The Chant Funèbre (funeral song), written in 1908 when Stravinksy still was a relatively unknown composer, is a commemoration of his teacher Rimsky-Korsakov. The piece is a musical depiction of the funeral procession where each instrument pays tribute to the deceased composer. If you listen carefully, you can hear the same melody return in different disguises; each time the key, the phrasing or the instrument changes. After its first performance, the score was considered lost in the chaotic period following the Russian revolution, but was rediscovered during the renovation of a music library in Saint Petersburg in 2015. In this work Stravinsky is indebted to Rimsky, but the composition also bears traces of Wagner’s Funeral music from Siegfried. As we have seen so often this season, Wagner’s influence spreads far and wide.
Just like Stravinksy’s funeral song, Fauré’s Élégie – originally written for cello and piano (1880), but orchestrated by the composer fifteen years later – was an early work. The piece was envisioned as the slow movement of a sonata, but for unknown reasons Fauré (1845 – 1924) decided to leave it as a stand-alone composition. It was probaby its rather dark acoustic colour that led the composer to give it its current title.

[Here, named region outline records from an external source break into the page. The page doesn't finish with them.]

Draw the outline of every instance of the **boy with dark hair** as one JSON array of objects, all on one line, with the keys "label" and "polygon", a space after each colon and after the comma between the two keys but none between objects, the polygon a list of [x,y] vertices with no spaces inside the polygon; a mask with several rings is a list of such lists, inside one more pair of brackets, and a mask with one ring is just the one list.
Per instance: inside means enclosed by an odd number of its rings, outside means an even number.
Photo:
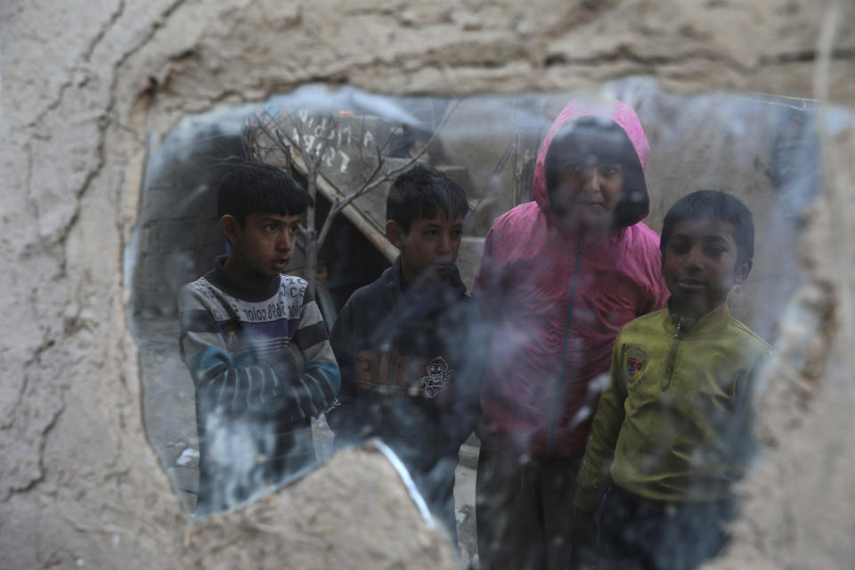
[{"label": "boy with dark hair", "polygon": [[754,385],[771,351],[727,304],[748,277],[753,241],[751,212],[723,192],[694,192],[665,216],[668,306],[618,335],[577,476],[576,533],[592,533],[607,491],[604,568],[689,570],[724,544],[731,484],[753,450]]},{"label": "boy with dark hair", "polygon": [[198,515],[315,461],[311,419],[334,403],[338,367],[305,281],[281,274],[311,202],[263,162],[236,166],[217,190],[229,255],[178,301],[181,356],[196,387]]},{"label": "boy with dark hair", "polygon": [[330,340],[341,405],[328,414],[336,445],[381,438],[428,507],[456,536],[454,468],[478,418],[480,312],[454,262],[466,194],[416,166],[387,199],[386,235],[401,255],[342,308]]},{"label": "boy with dark hair", "polygon": [[569,103],[534,167],[534,201],[496,218],[475,297],[493,331],[481,392],[482,568],[560,568],[574,479],[621,327],[664,305],[641,220],[650,149],[631,107]]}]

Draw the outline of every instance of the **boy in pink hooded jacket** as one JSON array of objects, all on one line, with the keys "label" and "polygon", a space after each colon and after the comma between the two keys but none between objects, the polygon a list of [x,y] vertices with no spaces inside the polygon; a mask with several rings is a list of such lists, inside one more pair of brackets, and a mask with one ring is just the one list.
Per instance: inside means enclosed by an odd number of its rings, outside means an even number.
[{"label": "boy in pink hooded jacket", "polygon": [[534,201],[487,233],[474,296],[493,326],[476,481],[483,568],[566,568],[574,475],[621,328],[664,306],[641,220],[650,148],[621,102],[569,103],[541,146]]}]

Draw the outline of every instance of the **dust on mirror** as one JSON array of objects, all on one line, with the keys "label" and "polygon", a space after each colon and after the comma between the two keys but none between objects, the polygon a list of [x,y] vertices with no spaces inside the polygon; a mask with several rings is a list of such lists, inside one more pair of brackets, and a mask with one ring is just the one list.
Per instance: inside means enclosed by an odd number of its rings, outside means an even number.
[{"label": "dust on mirror", "polygon": [[[185,117],[128,254],[144,423],[185,511],[378,438],[466,564],[713,556],[800,282],[815,128],[810,101],[642,80],[307,86]],[[624,532],[651,520],[651,544]]]}]

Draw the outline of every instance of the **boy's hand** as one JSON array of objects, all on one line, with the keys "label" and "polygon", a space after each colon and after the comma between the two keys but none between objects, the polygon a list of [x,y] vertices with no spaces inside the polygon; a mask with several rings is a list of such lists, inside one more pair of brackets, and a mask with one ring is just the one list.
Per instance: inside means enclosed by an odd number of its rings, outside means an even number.
[{"label": "boy's hand", "polygon": [[284,386],[277,387],[277,402],[280,403],[277,407],[284,409],[294,418],[302,419],[317,416],[335,400],[335,391],[328,383],[319,381],[311,371],[300,374],[290,351],[281,351],[271,365],[278,379],[284,383]]}]

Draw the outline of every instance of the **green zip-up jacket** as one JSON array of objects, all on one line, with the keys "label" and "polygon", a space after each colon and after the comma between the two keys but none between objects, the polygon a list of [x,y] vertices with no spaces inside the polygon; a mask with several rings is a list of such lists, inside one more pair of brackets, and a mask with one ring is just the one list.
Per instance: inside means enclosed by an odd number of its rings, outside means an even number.
[{"label": "green zip-up jacket", "polygon": [[612,481],[655,503],[721,501],[753,452],[753,393],[772,347],[725,303],[696,321],[662,309],[629,322],[579,469],[575,507]]}]

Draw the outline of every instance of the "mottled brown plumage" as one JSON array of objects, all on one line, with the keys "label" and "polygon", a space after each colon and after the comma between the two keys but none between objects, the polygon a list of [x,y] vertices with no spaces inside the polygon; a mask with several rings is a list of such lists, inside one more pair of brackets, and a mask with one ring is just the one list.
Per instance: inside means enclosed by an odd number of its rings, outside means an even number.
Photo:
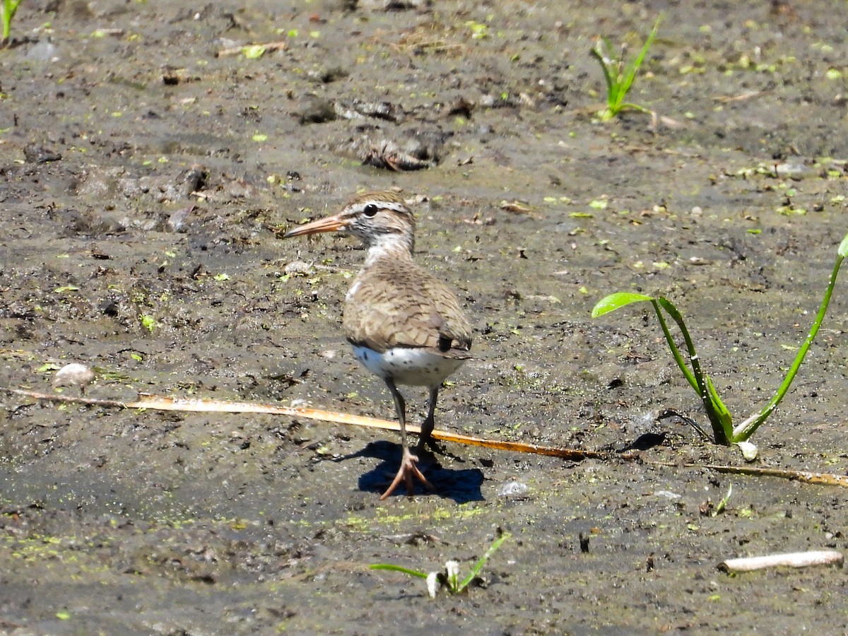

Fauré was a pupil and friend of the former child prodigy Saint-Saëns (1835 – 1921). Saint-Saëns allegedly used a draft by Fauré as the main theme of his second piano concerto’s first movement. The concerto, an effervescent composition, betokens his later Le Carnaval des Animaux and is often seen as a pastiche of different musical styles. Bach (first movement) and Mendelssohn (second) are audible sources of inspiration. The concerto concludes with a wild tarantella that reminds of Offenbach.
Saint-Saëns’s concerto is preceded by the overture to Fauré’s opera Pénélope. Although Fauré is said to have remained a very French composer throughout his life, Pénélope uses concepts that are distinctly Wagnerian, such as the leitmotif. Despite that, German newpapers were generally lukewarm about Fauré’s work, which- to make things worse – got pushed into oblivion by the premiere of Stravinsky’s scandalous The Rite of Spring, only three weeks after the Parisian maiden performance of Pénélope.
It was around the same time that Stravinksy composed his opera Le Rossignol (The Nightingale) that he later reworked into a symphonic poem. Renamed Le Chant du Rossignol (The Song of the Nightingale) it is based on an Andersen fairytale about a nightingale that sings for the Chinese emperor. When a mechanical nightingale gifted by the Japanese monarch enthralls the emperor and his royal household, the real nightingale disappears. Notified of the imminent death by grief over the lost bird, the nightingale comes back to the emperor, only to return to nature after the emperor’s recovery. The contrast between natural and mechanical is central to the piece, in which the flute, obviously, is the shining star and Eastern-Asian themes spice up the melodic material.
These English program notes have been published in the magazine (No. 8, 2017/2018) of the Sinfonieorchester Basel.